The computers arrived in Douala (the port city and economic capital of Cameroon) in mid-December after one long month of shipping. Once they arrived, the port held them asking for more money even though we had letters from the head of Peace Corps Cameroon, the US Ambassador and other “big people” asking for exoneration. We unhappily paid and transported the computers to the University in Tombel, a village outside of Douala. I arrived in Tombel to pick up my portion of the computer shipment (50 machines!) early January. Once I arrived a friend of the university organized a travel bus to transport my computers from Tombel to Bandenkop. This turned out to be the worst day of my life.
Just out of Tombel the driver filled the empty seats with one too many passengers even though I had paid for the whole bus. Also, the driver didn’t have his license on him so when the police stopped him at the first stop out of Tombel so we waited over an hour and a half for the driver to try and talk the gendarme into letting us pass with only a bribe. He was refusing for so long, because allegedly this same driver had driven through this stop before fleeing the police. We were finally allowed to leave after the driver bribed him with 20,000cfa ($40) when the typical bribe to pass is 500-1000cfa.

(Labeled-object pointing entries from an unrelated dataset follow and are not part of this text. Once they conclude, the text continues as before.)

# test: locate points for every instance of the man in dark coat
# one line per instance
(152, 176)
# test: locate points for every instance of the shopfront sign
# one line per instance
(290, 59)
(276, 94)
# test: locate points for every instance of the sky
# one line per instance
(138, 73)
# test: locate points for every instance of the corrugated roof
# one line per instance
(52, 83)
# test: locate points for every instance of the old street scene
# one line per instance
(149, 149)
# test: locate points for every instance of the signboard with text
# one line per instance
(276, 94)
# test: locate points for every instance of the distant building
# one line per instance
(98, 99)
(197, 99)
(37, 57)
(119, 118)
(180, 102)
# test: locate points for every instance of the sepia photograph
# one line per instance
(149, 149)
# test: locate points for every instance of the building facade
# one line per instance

We continued on and dropped off the other passengers before turning off the paved road to head to my village. The sun was starting to go down, and I was beginning to get very nervous. When we entered my village I took a big sigh of relief, it was dark, the computers had been bumping around for an hour on the dirt roads, and I had been alone with the terrible driver guy. I was waving to all my friends in the center of town as we passed. We took the small road that leads to my house. We were just minutes away when the tire blew on a rock. The driver started cussing in his village language and french. I was so tired, dirty and frustrated. He hadn’t traveled with a spare. I couldn’t believe it. I ran back to the center and found my friend with a car asking if he knew where we could find a spare tire, but it was already pitch black night.
My friend ended up taking another teacher and me in his car. We pulled up to the broken down bus, and my friends started to yell at the driver about how irresponsible he was. I was so happy to have back-up. We loaded as much as we could into his suv and dropped it off minutes down the road at my house. We finished it all in 2 loads and I thanked them with beer money. I carried each computer into my house and set all 50 up like my house was a giant cyber cafe. In the morning I began matching up cables, mice and keyboards, and while I was working there was a knock on the door. The driver was there, he said he had slept in the bus and woke up early to find the new tire. He was headed to Bafoussam and just wanted to say goodbye.
I invited the 3 other ICT volunteers in the West region over with promises of cooking chicken and blueberry muffins if they would come over and help me re-install the OS on some laptops and turn on and troobleshoot all 20 of the desktops. We worked all day and next morning and had an MLK day feast in between. I couldn’t have been more grateful for my friends here.
Distribution day was a few days later. Power had been out for one week so I couldn’t get pictures like I’d wanted. (SORRY!) But I’ve begun taking pictures of the computers in their new homes. Here are just a few: a teacher at my school, the school treasurer, and the kids (my students) playing with MS Paint on the computer bought by one of my adult class students.